Determining the fluid placement of injected fluid in a well is a long standing challenge in the oilfield and other well-related industries. When a fluid is injected into a well, it is the intention for that fluid to flow into a target region such as a particular rock formation. However, there are numerous challenges to both placement and determination of the placement of the injected fluid.
For example, the fluid may communicate with formations outside the target region by flowing behind an imperfect cement sheath around a borehole casing or by creating a fracture, which may grow through a formation, causing fluid to flow into an undesired zone. Allowing fluid into regions outside the target region is undesirable for several reasons. First, the fluid that enters zones outside the target region does not support the injection goals and is wasted. Second, fluid injected into regions outside the target region may cause communication with other zones in a well and cause a detriment to production of the target region. Finally, fluid injected into regions outside the target region may violate a duty owed by the operator either under contract, environmental, and/or other laws.
Several methods of determining injected fluid vertical placement within a borehole are known in the art. Two common methods are radioactive logging and temperature logging. Neither of these two methods can be performed in real-time while fluid is being injected, rather both determination methods require a tool to be run down the bore after the injection work is completed. Further, neither of these methods can detect borehole deviation from the fracture plane, and therefore both methods may significantly underestimate the true height of the fracture without providing any feedback that deviation has occurred. Also, radioactive logging requires the handling of radioactive tracers, and the associated environmental, regulatory and handling issues.

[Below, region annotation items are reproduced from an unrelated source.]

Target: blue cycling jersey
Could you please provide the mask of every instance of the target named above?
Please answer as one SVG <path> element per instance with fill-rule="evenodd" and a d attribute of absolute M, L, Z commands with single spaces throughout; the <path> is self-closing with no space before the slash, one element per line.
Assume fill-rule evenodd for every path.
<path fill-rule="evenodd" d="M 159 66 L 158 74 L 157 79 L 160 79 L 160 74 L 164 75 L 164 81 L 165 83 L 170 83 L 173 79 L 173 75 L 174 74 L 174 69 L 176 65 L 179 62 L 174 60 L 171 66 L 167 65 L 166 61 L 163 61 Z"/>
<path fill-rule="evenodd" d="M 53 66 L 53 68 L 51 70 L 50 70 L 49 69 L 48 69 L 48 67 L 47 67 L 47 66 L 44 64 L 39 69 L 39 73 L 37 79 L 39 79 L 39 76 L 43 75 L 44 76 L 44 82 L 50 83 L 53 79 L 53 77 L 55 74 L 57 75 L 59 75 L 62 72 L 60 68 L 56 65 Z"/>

Other methods of determining fluid placement include tiltmeter surveys and microseismic mapping. These techniques can be utilized during a fluid injection event. However, these techniques have important limitations. They require use of a nearby offset well that must be shut down during the testing. Not every well has a nearby offset, and production shutdowns are almost always undesirable. Further, the tiltmeter survey measures small deviations in the offset well due to rock stresses, and is best for fracture treatments and not other types of injection that may not induce a fracture or significant stresses in the injected formation. Microseismic mapping requires microseismic events to detect fracture height. In boundary layers that may experience low fluid leakoff, the microseismic events may be too small to measure, and may cause the microseismic mapping to determine the fracture height inaccurately
One method of estimating fracture height is a fluid efficiency test in which a pre-fracture injection is performed, and a fiber optic cable disposed within the borehole checks the temperature versus a depth profile. The fluid placement during the pre-fracture pumping is used to estimate the fracture height. However, this method can only detect the fracture height created during the test itself, which generally uses much smaller fluid volume than an actual fracture treatment resulting in significantly smaller fracture height. The proppant and other additives used during the fracture treatment introduce additional hydrostatic head and friction at the perforating holes that change the stresses on the formation and the cement sheath behind the casing. None of these effects can be modeled well for the fluid efficiency test. Further, the fluid efficiency test method does not detect borehole deviation from the fracture plane and can therefore significantly underestimate the true height of the fracture without providing feedback that a borehole-fracture deviation has occurred. This method also introduces additional fluid into a formation and thus introduces extra cost and time, and causes permeability damage to the formation. Finally, the fluid efficiency test cannot determine the actual height of the fracture as the fracture treatment occurs, or report a real time response to height growth.
It is evident that a need exists for an apparatus, system, and method for determining the vertical placement into a formation of a fluid injected into a borehole. Such an apparatus, system, and method would not require the use of an offset well, would provide vertical placement information in real-time while the fluid is injected, and would not introduce any extra fluid into formation.
It would also be desirable that such an apparatus, system, and method provide an indicator that a borehole to fracture plan deviation has occurred, and that the vertical placement indication may not be reliable because of the deviation. Accordingly, the present invention has been developed to provide such an apparatus, system, and method for determining the vertical placement of injected fluid into a formation that overcome many or all of the shortcomings in the conventional methods.